Tentunya, kemungkinan kumbo tersebut tidak luput dari berbagai pertanyaan. Mengapa Jokowi dan Prabowo melakukan upaya kumbo tersebut? Lalu, apa tantangan ke depan dari upaya kumbo tersebut?
Dilema Tahanan
Dilema tahanan (prisoner’s dilemma) merupakan suatu konsep yang berangkat dari teori permainan (game theory) yang penerapannya sering dipakai dalam studi Hubungan Internasional. Teori tersebut menggambarkan suatu permainan yang diisi oleh persaingan antara dua pihak. Permainan tersebut biasanya dijelaskan menggunakan model matematis – di mana keuntungan A dapat menjadi kerugian B dan begitu juga sebaliknya.
Berangkat dari model matematis tersebut, konsep dilema tahanan berfokus pada situasi di mana A maupun B sama-sama menghadapi ancaman atau kerugian. Dalam situasi tersebut, A dan B pun merasakan dilema mengenai tindakan yang perlu dilakukan.
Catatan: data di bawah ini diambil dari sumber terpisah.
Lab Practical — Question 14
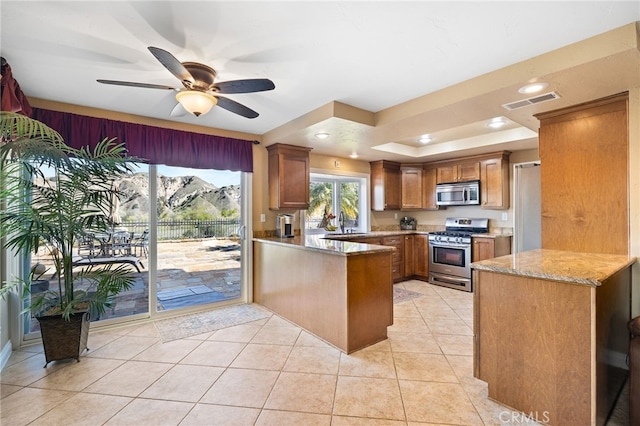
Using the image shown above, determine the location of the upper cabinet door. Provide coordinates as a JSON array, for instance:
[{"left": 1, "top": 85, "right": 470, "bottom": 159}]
[
  {"left": 422, "top": 165, "right": 439, "bottom": 210},
  {"left": 267, "top": 143, "right": 312, "bottom": 210},
  {"left": 458, "top": 162, "right": 481, "bottom": 182},
  {"left": 535, "top": 93, "right": 628, "bottom": 255},
  {"left": 480, "top": 153, "right": 510, "bottom": 210},
  {"left": 436, "top": 162, "right": 480, "bottom": 183},
  {"left": 401, "top": 165, "right": 423, "bottom": 209},
  {"left": 370, "top": 160, "right": 401, "bottom": 211}
]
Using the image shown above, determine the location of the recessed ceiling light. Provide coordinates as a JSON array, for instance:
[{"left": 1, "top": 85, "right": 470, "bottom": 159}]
[
  {"left": 349, "top": 153, "right": 359, "bottom": 159},
  {"left": 487, "top": 117, "right": 507, "bottom": 129},
  {"left": 418, "top": 135, "right": 432, "bottom": 144},
  {"left": 518, "top": 82, "right": 548, "bottom": 94},
  {"left": 314, "top": 132, "right": 330, "bottom": 140}
]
Dilema semacam ini biasanya eksis di antara dua negara yang saling bersaing di panggung politik internasional, terutama negara-negara yang memiliki senjata nuklir – seperti yang terjadi pada Perang Dingin antara Amerika Serikat (AS) dan Uni Soviet. Dengan kepemilikan senjata nuklir yang berarti memiliki kemampuan untuk pemusnahan massal, negara-negara akan merasakan dilema.
Kedua negara yang saling bersaing dalam permainan ini akan terus berusaha untuk menyeimbangi kekuatannya satu sama lain dengan saling meningkatkan kemampuan dan jumlah senjata nuklir yang dimiliki. Karena saling merasa takut akan dihabisi dengan persenjataan tersebut, menjadi wajar apabila keduanya saling berlomba.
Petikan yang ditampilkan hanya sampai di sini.